腕を組んで眉間に盛大な皺を寄せた白蓮は、はぁ、と一際大きな溜息をつくと渋々寝台へ向かった。
脇に立って私を見下ろす。
「それで、頭皮がどう睡眠と関係するんだ?」
「寝転んでください、さあここに」
私は寝台をぺちぺちと叩いた。
「先に何をするか言いなさい」
「えー、嫌ですよ。だって白蓮様、先に言ったら絶対に嫌がります」
私はぶるぶると首を振って抵抗する。白蓮は再び大きな溜息をつくと呆れた目で私を見た。

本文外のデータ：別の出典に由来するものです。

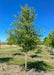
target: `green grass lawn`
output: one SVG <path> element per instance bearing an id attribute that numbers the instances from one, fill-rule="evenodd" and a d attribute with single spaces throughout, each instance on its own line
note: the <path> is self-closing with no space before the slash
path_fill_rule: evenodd
<path id="1" fill-rule="evenodd" d="M 22 52 L 22 48 L 18 47 L 11 47 L 10 48 L 2 48 L 0 49 L 0 55 L 6 55 L 6 54 L 11 54 L 13 57 L 2 57 L 0 56 L 0 63 L 6 63 L 8 65 L 20 65 L 24 66 L 25 65 L 25 60 L 21 58 L 14 58 L 14 56 L 25 56 L 25 53 Z M 40 54 L 40 55 L 39 55 Z M 52 59 L 52 56 L 47 56 L 50 55 L 48 51 L 44 48 L 36 48 L 35 50 L 29 51 L 28 52 L 28 57 L 32 58 L 43 58 L 43 59 Z M 28 69 L 31 68 L 36 68 L 40 70 L 54 70 L 54 63 L 50 62 L 44 62 L 44 61 L 35 61 L 35 60 L 29 60 L 27 62 L 27 67 Z"/>
<path id="2" fill-rule="evenodd" d="M 6 63 L 8 65 L 25 65 L 25 60 L 20 58 L 8 58 L 8 57 L 0 57 L 0 63 Z M 28 69 L 40 69 L 40 70 L 54 70 L 54 63 L 44 62 L 44 61 L 35 61 L 35 60 L 29 60 L 27 62 Z"/>

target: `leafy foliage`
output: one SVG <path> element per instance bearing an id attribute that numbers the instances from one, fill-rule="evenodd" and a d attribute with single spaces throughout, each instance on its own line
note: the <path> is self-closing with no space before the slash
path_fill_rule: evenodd
<path id="1" fill-rule="evenodd" d="M 35 10 L 26 5 L 24 8 L 21 6 L 21 12 L 18 13 L 19 17 L 14 15 L 16 20 L 12 23 L 14 29 L 9 29 L 11 35 L 8 38 L 9 43 L 14 41 L 16 44 L 23 47 L 24 51 L 32 50 L 36 47 L 39 41 L 40 32 L 35 29 L 34 20 L 37 14 L 34 15 Z M 12 40 L 10 40 L 12 39 Z"/>

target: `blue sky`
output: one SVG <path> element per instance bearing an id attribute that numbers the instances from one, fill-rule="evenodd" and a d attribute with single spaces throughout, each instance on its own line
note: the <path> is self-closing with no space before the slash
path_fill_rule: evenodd
<path id="1" fill-rule="evenodd" d="M 20 5 L 25 6 L 28 4 L 30 7 L 36 9 L 35 13 L 38 14 L 35 23 L 44 28 L 44 37 L 54 29 L 54 0 L 0 0 L 0 40 L 5 41 L 8 35 L 5 33 L 7 28 L 13 22 L 13 15 L 20 12 Z M 43 38 L 44 38 L 43 37 Z"/>

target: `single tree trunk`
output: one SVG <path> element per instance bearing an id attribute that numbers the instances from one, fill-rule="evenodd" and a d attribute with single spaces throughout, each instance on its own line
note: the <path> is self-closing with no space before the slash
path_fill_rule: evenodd
<path id="1" fill-rule="evenodd" d="M 11 55 L 11 45 L 10 45 L 10 55 Z"/>
<path id="2" fill-rule="evenodd" d="M 25 53 L 25 72 L 27 71 L 27 52 Z"/>

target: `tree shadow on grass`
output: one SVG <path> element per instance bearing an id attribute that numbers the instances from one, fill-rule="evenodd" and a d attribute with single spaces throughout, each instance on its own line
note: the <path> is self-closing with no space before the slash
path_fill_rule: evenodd
<path id="1" fill-rule="evenodd" d="M 28 62 L 27 63 L 28 70 L 34 68 L 36 71 L 47 71 L 48 69 L 52 69 L 50 65 L 47 65 L 44 61 L 35 61 L 35 62 Z"/>
<path id="2" fill-rule="evenodd" d="M 37 50 L 37 52 L 35 52 L 36 54 L 41 54 L 42 53 L 42 50 Z"/>
<path id="3" fill-rule="evenodd" d="M 24 56 L 24 54 L 22 54 L 22 53 L 14 53 L 13 55 L 22 55 L 22 56 Z"/>
<path id="4" fill-rule="evenodd" d="M 13 59 L 13 58 L 11 58 L 11 57 L 2 57 L 2 58 L 0 58 L 0 63 L 8 62 L 11 59 Z"/>
<path id="5" fill-rule="evenodd" d="M 38 55 L 31 55 L 30 57 L 32 57 L 32 58 L 40 58 L 40 57 L 42 57 L 42 56 L 38 56 Z"/>

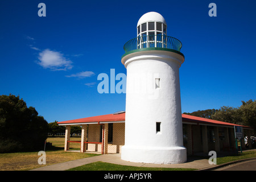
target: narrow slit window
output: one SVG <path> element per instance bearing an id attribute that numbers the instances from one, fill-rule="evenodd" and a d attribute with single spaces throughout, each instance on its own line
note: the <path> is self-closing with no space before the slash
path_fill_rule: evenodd
<path id="1" fill-rule="evenodd" d="M 160 78 L 155 78 L 155 88 L 160 88 Z"/>
<path id="2" fill-rule="evenodd" d="M 161 122 L 156 122 L 156 133 L 161 131 L 160 125 L 161 125 Z"/>

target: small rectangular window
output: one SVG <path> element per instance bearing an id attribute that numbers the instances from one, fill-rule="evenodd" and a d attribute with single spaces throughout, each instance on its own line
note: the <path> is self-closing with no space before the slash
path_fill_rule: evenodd
<path id="1" fill-rule="evenodd" d="M 161 125 L 161 122 L 156 122 L 156 133 L 161 131 L 160 125 Z"/>
<path id="2" fill-rule="evenodd" d="M 144 23 L 141 25 L 141 32 L 144 32 L 147 30 L 147 23 Z"/>
<path id="3" fill-rule="evenodd" d="M 163 29 L 164 34 L 166 35 L 166 25 L 165 25 L 164 24 L 163 24 Z"/>
<path id="4" fill-rule="evenodd" d="M 160 78 L 155 78 L 155 88 L 160 88 Z"/>
<path id="5" fill-rule="evenodd" d="M 148 22 L 148 30 L 155 30 L 155 22 Z"/>
<path id="6" fill-rule="evenodd" d="M 156 22 L 156 30 L 162 31 L 162 23 Z"/>

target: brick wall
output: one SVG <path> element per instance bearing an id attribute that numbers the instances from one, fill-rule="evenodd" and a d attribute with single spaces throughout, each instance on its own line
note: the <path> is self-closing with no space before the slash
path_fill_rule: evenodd
<path id="1" fill-rule="evenodd" d="M 100 125 L 89 125 L 88 142 L 100 142 Z M 108 153 L 119 153 L 121 148 L 125 144 L 125 123 L 114 123 L 113 126 L 113 142 L 108 144 Z M 101 151 L 101 144 L 88 143 L 88 151 Z"/>

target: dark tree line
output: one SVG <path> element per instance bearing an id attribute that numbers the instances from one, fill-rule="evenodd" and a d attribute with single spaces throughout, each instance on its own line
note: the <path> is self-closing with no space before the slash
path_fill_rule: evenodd
<path id="1" fill-rule="evenodd" d="M 19 96 L 0 96 L 0 153 L 43 150 L 48 133 L 64 132 L 64 126 L 48 123 Z M 71 133 L 81 133 L 81 127 L 71 127 Z"/>
<path id="2" fill-rule="evenodd" d="M 47 122 L 19 97 L 0 96 L 0 153 L 42 150 Z"/>

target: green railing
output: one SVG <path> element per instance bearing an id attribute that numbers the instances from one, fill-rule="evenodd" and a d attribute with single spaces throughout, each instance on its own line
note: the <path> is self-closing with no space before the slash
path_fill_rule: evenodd
<path id="1" fill-rule="evenodd" d="M 163 48 L 180 52 L 182 44 L 178 39 L 166 35 L 152 35 L 130 40 L 123 46 L 125 53 L 145 48 Z"/>

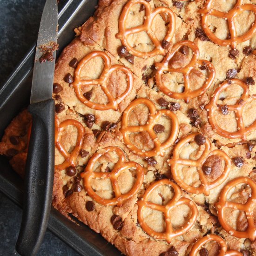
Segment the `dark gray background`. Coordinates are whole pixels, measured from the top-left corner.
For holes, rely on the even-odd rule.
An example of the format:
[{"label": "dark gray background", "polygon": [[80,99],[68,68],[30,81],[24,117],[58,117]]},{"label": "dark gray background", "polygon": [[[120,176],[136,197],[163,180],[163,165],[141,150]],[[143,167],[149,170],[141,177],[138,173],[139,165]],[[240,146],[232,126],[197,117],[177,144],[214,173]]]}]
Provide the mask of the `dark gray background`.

「チッ、葉周の奴め。後で絶対に只では済まさぬ。……まったく、酔っ払いに説得など無駄の極致すぎて腹も立たぬわ」
白蓮は悪態をつくと八つ当たりするように濃紺の上着を脱ぎ捨てて寝台の上に座り込んだ。
「これで十分であろう。ほら、早く教えなさい」
手を振って私を促す。
私も上着を脱ぐと袖を捲って寝台に登り、座り込んだ白蓮の背後に回る。しっとりとした絹糸のような長い髪を片側の肩に避けると、彼の強ばった肩を温めるように優しく手のひらを滑らせた。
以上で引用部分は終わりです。